Deutsche Filme hinterließen auch außerhalb des Wettbewerbs Eindruck. Anne Zohra Berracheds „Die Welt wird eine andere sein“schildert spannend die Geschichte eines der Attentäter von Nine-Eleven, mit einer starken Hauptdarstellerin Canan Kir als dessen Ehefrau. Christian Schwochow („Bad Banks“) erzählt in „Je suis Karl“, wie eine Studentin in eine rechtsradikale Verschwörung rutscht und scheut dabei auch Elemente
der Kolportage nicht. In einer Schweizer Co-Produktion stellt Tim Fehlbaum nach „Hell“(2011) seinen erst zweiten Film „Tides“vor, eine visuell beeindruckende, im friesischen Wattenmeer gedrehte Dystopie mit Anklägen an „Waterworld“. Ein Film, der nach mehr aussieht, als er ist. Kein Wunder, der Co-Produzent heißt Roland Emmerich.
Aus der Schweiz kam auch „Das Mädchen und die Spinne“der Brüder Zürcher, zweiter Teil einer geplanten Trilogie, die 2013 mit dem zu Recht gelobten und auf zahlreichen Festivals gelaufenen Film „Das merkwürdige Kätzchen“ihren Ausgang genommen hat. Die Zürchers verweigern klassisch-elaborierte Handlungsstränge und setzen eher ein Puzzle aus vielen kleinen und kleinsten Details zusammen, die ein stimmiges Ganzes ergeben. Ein Film der Blicke, der Dialoge, der genauen Beobachtungen.
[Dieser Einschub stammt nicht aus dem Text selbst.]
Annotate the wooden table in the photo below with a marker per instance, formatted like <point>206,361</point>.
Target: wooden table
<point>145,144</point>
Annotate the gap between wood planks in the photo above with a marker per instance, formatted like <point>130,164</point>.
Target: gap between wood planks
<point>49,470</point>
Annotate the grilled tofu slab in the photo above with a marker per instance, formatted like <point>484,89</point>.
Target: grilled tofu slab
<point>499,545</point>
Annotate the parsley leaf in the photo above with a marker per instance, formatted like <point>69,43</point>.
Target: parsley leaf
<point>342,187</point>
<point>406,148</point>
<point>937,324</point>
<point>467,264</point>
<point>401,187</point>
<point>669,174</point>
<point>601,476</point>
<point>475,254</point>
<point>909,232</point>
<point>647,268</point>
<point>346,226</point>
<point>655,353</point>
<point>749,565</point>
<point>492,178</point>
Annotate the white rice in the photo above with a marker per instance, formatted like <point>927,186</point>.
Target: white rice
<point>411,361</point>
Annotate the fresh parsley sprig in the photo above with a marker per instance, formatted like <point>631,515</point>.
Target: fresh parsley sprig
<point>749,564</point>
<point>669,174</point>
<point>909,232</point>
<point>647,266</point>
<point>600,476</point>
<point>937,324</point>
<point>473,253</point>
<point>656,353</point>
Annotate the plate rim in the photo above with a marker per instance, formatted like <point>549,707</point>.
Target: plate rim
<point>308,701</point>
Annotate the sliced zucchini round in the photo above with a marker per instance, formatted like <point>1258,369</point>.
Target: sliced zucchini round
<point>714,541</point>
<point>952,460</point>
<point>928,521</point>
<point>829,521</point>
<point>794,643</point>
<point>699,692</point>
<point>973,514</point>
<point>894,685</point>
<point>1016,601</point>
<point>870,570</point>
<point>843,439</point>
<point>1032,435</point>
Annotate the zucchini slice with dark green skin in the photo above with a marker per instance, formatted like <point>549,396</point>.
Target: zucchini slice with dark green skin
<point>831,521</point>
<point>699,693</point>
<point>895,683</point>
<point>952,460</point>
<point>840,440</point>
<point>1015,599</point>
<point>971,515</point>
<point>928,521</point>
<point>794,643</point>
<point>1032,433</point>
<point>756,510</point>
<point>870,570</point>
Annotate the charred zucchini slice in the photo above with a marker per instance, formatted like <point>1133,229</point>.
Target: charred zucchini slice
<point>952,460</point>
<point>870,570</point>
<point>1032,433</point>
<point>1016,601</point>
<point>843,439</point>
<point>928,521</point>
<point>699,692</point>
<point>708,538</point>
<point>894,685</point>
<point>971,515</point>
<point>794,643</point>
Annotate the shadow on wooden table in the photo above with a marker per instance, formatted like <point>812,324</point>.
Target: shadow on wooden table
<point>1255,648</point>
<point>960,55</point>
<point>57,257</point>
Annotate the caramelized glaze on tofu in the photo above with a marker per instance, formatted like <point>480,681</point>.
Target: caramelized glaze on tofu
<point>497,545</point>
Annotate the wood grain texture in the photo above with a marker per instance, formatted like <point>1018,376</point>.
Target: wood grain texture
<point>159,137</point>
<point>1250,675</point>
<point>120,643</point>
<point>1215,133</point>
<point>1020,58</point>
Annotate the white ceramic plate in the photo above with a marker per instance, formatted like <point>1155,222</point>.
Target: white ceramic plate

Berlinale 2021: ein Filmfestival, das in die Annalen eingehen wird, im Guten wie im Schlechten. Ein ambitioniertes Festival mit guten und schlechten Filmen, also ein ganz normales Festival. Und eines abseits jeglicher Normalität, eines, dem so vieles fehlte, Atmosphäre, Publikum, Leinwände, ja sogar das Fastfood-Essen im Gehen zum nächsten Film. Nächstes Jahr bitte wieder ohne Abstand. Das enge Anstehen im lauten Pulk vor einem verschlossenen Saal, das Drängeln nach den besten Plätzen – hätte man nicht gedacht, dass man das je vermissen würde.